Women: Well what can I say, Know that before U were a mother, U were a husband and that the child will grow up and leave U and that man for whom U fathered it alone. understand that most men are weak and will go out and sleep with other girls that are not worthy to be sharing Ur penis with U. Understand that a man can grow to despise Ur child with him on account of Ur showing favoritism towards the child and preferring that child over him (Men are babies o and babies fight dirty); So also a man's love for a woman will always overflow to those she loves after him whether they are related to him or or her or not. Understand that it is still Ur responsibility to keep that man focused on U and to keep him satisfied. Understand that the man will more than enjoy providing for U and the child, protecting and nurturing U and him/her joyfully when he can see evidently that U are not just overjoyed having a child but having HIS child. NEVER refer to Ur child(ren) as MY Children... ALWAYS OUR CHILDREN.
Ur first child is Ur husband and he will be the child U have to make U happy when U are old and all those in between him are grown and gone.
Never loose touch with reality for anything.
Posted: at 9-05-2010 01:17 PM (13 years ago) | Hero
Reply
- Miss_precious at 9-05-2010 01:47 PM (13 years ago)
(f)
Onche yu over do this one..how we wan take read am??

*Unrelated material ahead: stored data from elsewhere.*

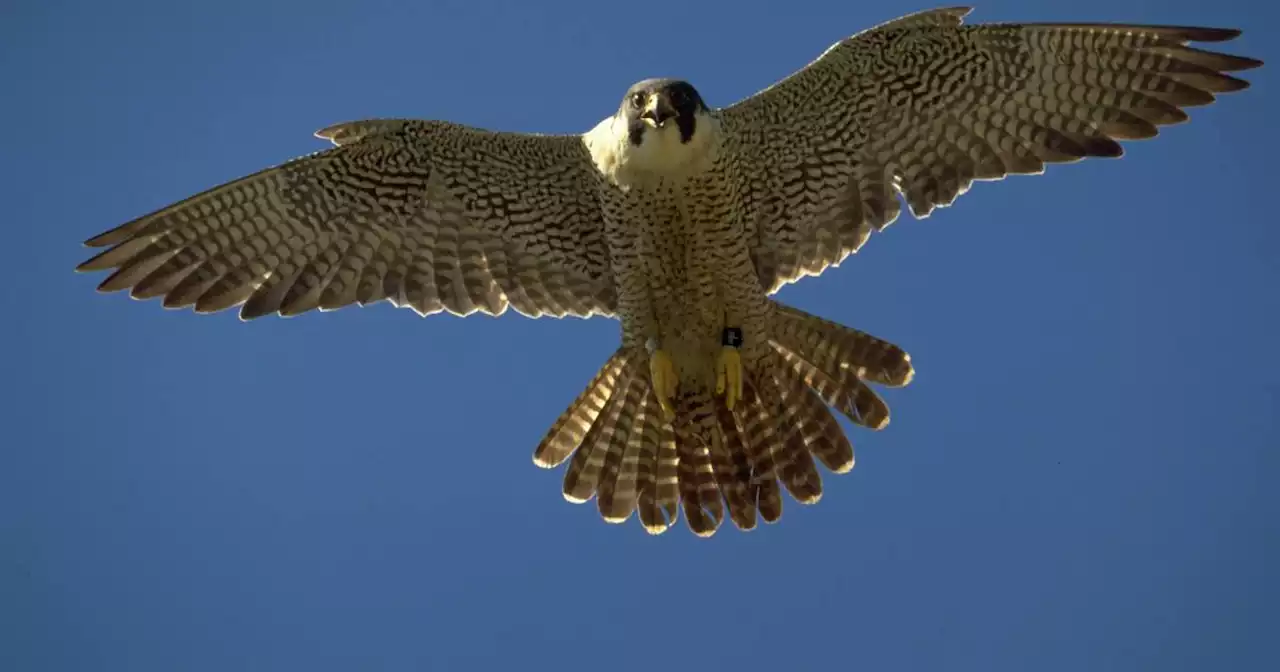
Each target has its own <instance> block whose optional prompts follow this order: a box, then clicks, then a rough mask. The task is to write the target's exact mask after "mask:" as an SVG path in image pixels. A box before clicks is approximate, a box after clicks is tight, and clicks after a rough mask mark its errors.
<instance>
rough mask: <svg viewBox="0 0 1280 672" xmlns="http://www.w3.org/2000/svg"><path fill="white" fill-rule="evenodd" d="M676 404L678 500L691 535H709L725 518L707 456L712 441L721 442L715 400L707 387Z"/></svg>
mask: <svg viewBox="0 0 1280 672" xmlns="http://www.w3.org/2000/svg"><path fill="white" fill-rule="evenodd" d="M677 403H678V406H677V407H676V421H675V428H676V454H677V463H676V465H677V468H678V476H680V500H681V504H682V506H684V511H685V520H686V521H687V522H689V527H690V529H691V530H692V531H694V534H696V535H699V536H710V535H713V534H716V530H718V529H719V526H721V524H722V522H723V521H724V503H723V500H722V499H721V492H719V486H718V485H717V480H716V470H714V467H713V466H712V457H710V448H712V443H722V438H721V435H719V424H718V422H717V420H716V403H717V402H716V399H714V398H713V397H712V394H710V392H709V390H696V392H694V393H690V394H684V396H681V398H680V399H678V402H677Z"/></svg>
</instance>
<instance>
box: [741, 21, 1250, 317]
mask: <svg viewBox="0 0 1280 672" xmlns="http://www.w3.org/2000/svg"><path fill="white" fill-rule="evenodd" d="M968 13H969V8H945V9H934V10H929V12H922V13H916V14H910V15H906V17H902V18H900V19H896V20H891V22H887V23H883V24H881V26H877V27H876V28H872V29H869V31H864V32H861V33H858V35H855V36H852V37H849V38H847V40H844V41H841V42H837V44H836V45H832V46H831V47H829V49H828V50H827V51H824V52H823V54H822V55H820V56H819V58H818V59H817V60H814V61H813V63H810V64H809V65H806V67H805V68H803V69H801V70H799V72H796V73H794V74H791V76H790V77H787V78H785V79H782V81H780V82H777V83H776V84H773V86H771V87H768V88H765V90H764V91H760V92H759V93H755V95H753V96H750V97H748V99H746V100H742V101H740V102H736V104H733V105H730V106H728V108H724V109H722V110H719V115H721V120H722V127H723V128H724V129H726V131H727V132H728V134H730V141H731V142H732V143H733V147H736V154H735V156H737V157H739V160H740V165H739V170H736V175H737V179H739V180H740V186H741V187H742V189H741V191H742V193H744V195H745V196H744V201H745V205H746V210H748V219H749V224H750V225H754V227H755V230H754V232H753V237H751V239H753V260H754V261H755V266H756V271H758V274H759V279H760V283H762V284H763V285H764V287H765V288H768V289H769V291H771V292H774V291H777V289H778V288H780V287H781V285H783V284H786V283H788V282H794V280H797V279H800V278H803V276H805V275H817V274H819V273H822V271H823V270H824V269H826V268H828V266H831V265H835V264H838V262H840V261H842V260H844V259H845V257H846V256H849V255H850V253H852V252H856V251H858V250H859V248H860V247H861V246H863V244H864V243H865V242H867V239H868V238H869V237H870V233H872V232H873V230H882V229H883V228H884V227H887V225H890V224H891V223H893V221H895V220H896V219H897V216H899V214H900V210H901V206H900V202H899V196H900V195H901V200H902V201H905V204H906V206H908V207H909V209H910V210H911V214H913V215H914V216H915V218H918V219H919V218H925V216H928V215H929V214H931V212H932V211H933V209H936V207H940V206H947V205H951V204H952V202H954V201H955V198H957V197H959V196H961V195H964V193H965V192H966V191H969V188H970V186H972V184H973V182H974V180H996V179H1002V178H1005V177H1007V175H1012V174H1037V173H1042V172H1043V170H1044V166H1046V165H1048V164H1056V163H1071V161H1078V160H1080V159H1084V157H1093V156H1097V157H1116V156H1121V155H1123V148H1121V146H1120V142H1119V141H1129V140H1142V138H1151V137H1155V136H1156V134H1157V129H1158V127H1162V125H1169V124H1176V123H1180V122H1185V120H1187V113H1185V111H1184V109H1185V108H1192V106H1198V105H1207V104H1210V102H1212V101H1213V100H1215V96H1216V95H1220V93H1226V92H1233V91H1240V90H1243V88H1245V87H1248V82H1245V81H1243V79H1239V78H1235V77H1231V76H1230V74H1228V73H1229V72H1235V70H1245V69H1249V68H1256V67H1258V65H1261V61H1260V60H1256V59H1249V58H1243V56H1234V55H1229V54H1220V52H1213V51H1207V50H1202V49H1197V47H1192V46H1188V42H1222V41H1226V40H1231V38H1234V37H1236V36H1238V35H1239V31H1235V29H1224V28H1198V27H1178V26H1137V24H1105V23H1060V24H1037V23H991V24H972V26H963V24H961V23H963V19H964V17H965V15H966V14H968Z"/></svg>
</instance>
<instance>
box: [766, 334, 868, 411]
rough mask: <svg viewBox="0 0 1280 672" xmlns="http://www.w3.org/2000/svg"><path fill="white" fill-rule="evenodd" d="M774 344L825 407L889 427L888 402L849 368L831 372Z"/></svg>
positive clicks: (783, 358)
mask: <svg viewBox="0 0 1280 672" xmlns="http://www.w3.org/2000/svg"><path fill="white" fill-rule="evenodd" d="M774 347H776V348H777V351H778V353H780V355H782V358H783V360H785V361H786V362H787V365H788V366H790V367H791V369H792V370H794V371H795V374H796V375H799V376H800V379H801V380H804V383H805V385H808V387H809V389H812V390H814V392H815V393H817V394H818V396H819V397H820V398H822V401H823V402H824V403H826V404H827V406H829V407H832V408H835V410H837V411H840V412H841V413H842V415H844V416H845V417H847V419H849V420H851V421H852V422H855V424H858V425H861V426H864V428H868V429H874V430H881V429H884V428H886V426H888V404H886V403H884V399H882V398H881V397H879V394H876V392H874V390H873V389H872V388H869V387H867V383H863V381H861V380H860V379H859V378H858V376H856V375H854V374H852V372H851V371H850V370H849V369H844V370H840V371H838V372H837V374H835V375H832V374H828V372H827V371H826V370H822V369H818V367H817V366H814V365H813V364H812V362H810V361H809V360H806V358H804V357H801V356H800V355H796V353H795V352H792V351H790V349H787V348H786V347H785V346H780V344H774Z"/></svg>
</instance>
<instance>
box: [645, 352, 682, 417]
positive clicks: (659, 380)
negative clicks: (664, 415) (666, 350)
mask: <svg viewBox="0 0 1280 672" xmlns="http://www.w3.org/2000/svg"><path fill="white" fill-rule="evenodd" d="M649 378H650V379H652V380H653V393H654V394H655V396H657V397H658V404H659V406H662V412H663V413H664V415H666V416H667V419H668V420H671V419H672V417H676V410H675V408H673V407H672V406H671V401H672V399H675V398H676V384H677V383H680V380H678V379H677V378H676V366H675V365H672V364H671V355H668V353H667V351H664V349H660V348H659V349H654V351H653V353H652V355H649Z"/></svg>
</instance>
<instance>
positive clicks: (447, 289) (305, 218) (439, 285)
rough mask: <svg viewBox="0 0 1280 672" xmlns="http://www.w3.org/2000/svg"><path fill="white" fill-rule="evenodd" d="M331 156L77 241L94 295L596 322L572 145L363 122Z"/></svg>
mask: <svg viewBox="0 0 1280 672" xmlns="http://www.w3.org/2000/svg"><path fill="white" fill-rule="evenodd" d="M316 134H317V136H319V137H323V138H328V140H330V141H333V143H334V145H337V146H335V147H332V148H328V150H325V151H320V152H316V154H312V155H310V156H305V157H301V159H296V160H292V161H288V163H284V164H282V165H278V166H275V168H269V169H266V170H262V172H260V173H256V174H252V175H248V177H244V178H241V179H238V180H234V182H230V183H228V184H223V186H220V187H215V188H212V189H210V191H206V192H204V193H201V195H197V196H193V197H191V198H187V200H184V201H182V202H178V204H174V205H172V206H169V207H165V209H163V210H160V211H157V212H154V214H151V215H147V216H143V218H141V219H137V220H134V221H131V223H128V224H124V225H122V227H118V228H115V229H111V230H109V232H106V233H102V234H100V236H97V237H95V238H91V239H90V241H87V243H86V244H88V246H91V247H106V248H108V250H105V251H102V252H101V253H99V255H97V256H95V257H93V259H90V260H88V261H84V262H83V264H81V265H79V266H78V269H77V270H82V271H90V270H108V269H115V273H113V274H111V275H110V276H109V278H106V279H105V280H104V282H102V284H101V285H100V287H99V289H101V291H108V292H110V291H122V289H129V291H131V294H132V296H133V297H136V298H151V297H159V296H163V297H164V305H165V306H166V307H175V308H177V307H186V306H195V310H196V311H197V312H214V311H220V310H225V308H230V307H233V306H242V307H241V312H239V314H241V319H246V320H248V319H253V317H259V316H261V315H266V314H271V312H278V314H280V315H297V314H300V312H305V311H308V310H314V308H320V310H334V308H339V307H343V306H347V305H351V303H361V305H365V303H370V302H376V301H389V302H392V303H394V305H397V306H406V307H412V308H413V310H415V311H417V312H419V314H421V315H430V314H434V312H440V311H442V310H445V311H449V312H452V314H457V315H468V314H471V312H475V311H483V312H488V314H492V315H498V314H500V312H503V311H504V310H506V308H507V306H511V307H515V308H516V310H517V311H520V312H522V314H525V315H529V316H541V315H554V316H564V315H575V316H581V317H586V316H590V315H612V311H613V306H614V289H613V278H612V274H611V271H609V257H608V251H607V248H605V244H604V229H603V219H602V214H600V211H599V205H598V201H596V197H595V191H594V179H595V175H594V173H593V170H591V161H590V157H589V156H588V152H586V150H585V147H584V146H582V142H581V138H580V137H577V136H534V134H518V133H498V132H489V131H481V129H475V128H468V127H462V125H457V124H451V123H444V122H424V120H370V122H353V123H348V124H339V125H335V127H330V128H326V129H324V131H320V132H319V133H316Z"/></svg>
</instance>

Posted: at 9-05-2010 01:47 PM (13 years ago) | Gistmaniac
Reply
- ruffrugged at 9-05-2010 01:54 PM (13 years ago)
(m)
i support ericaakpan, but i want to add you can rent a little apartment away from your home wey una fit use dey shag for afternoon to ensure privacy and no disturbance from troublesome children. you can scream as loud as in the olden days of the relationship without setting a bad example for the kids. it also gives the feeling of a shared secret helping you to remain close.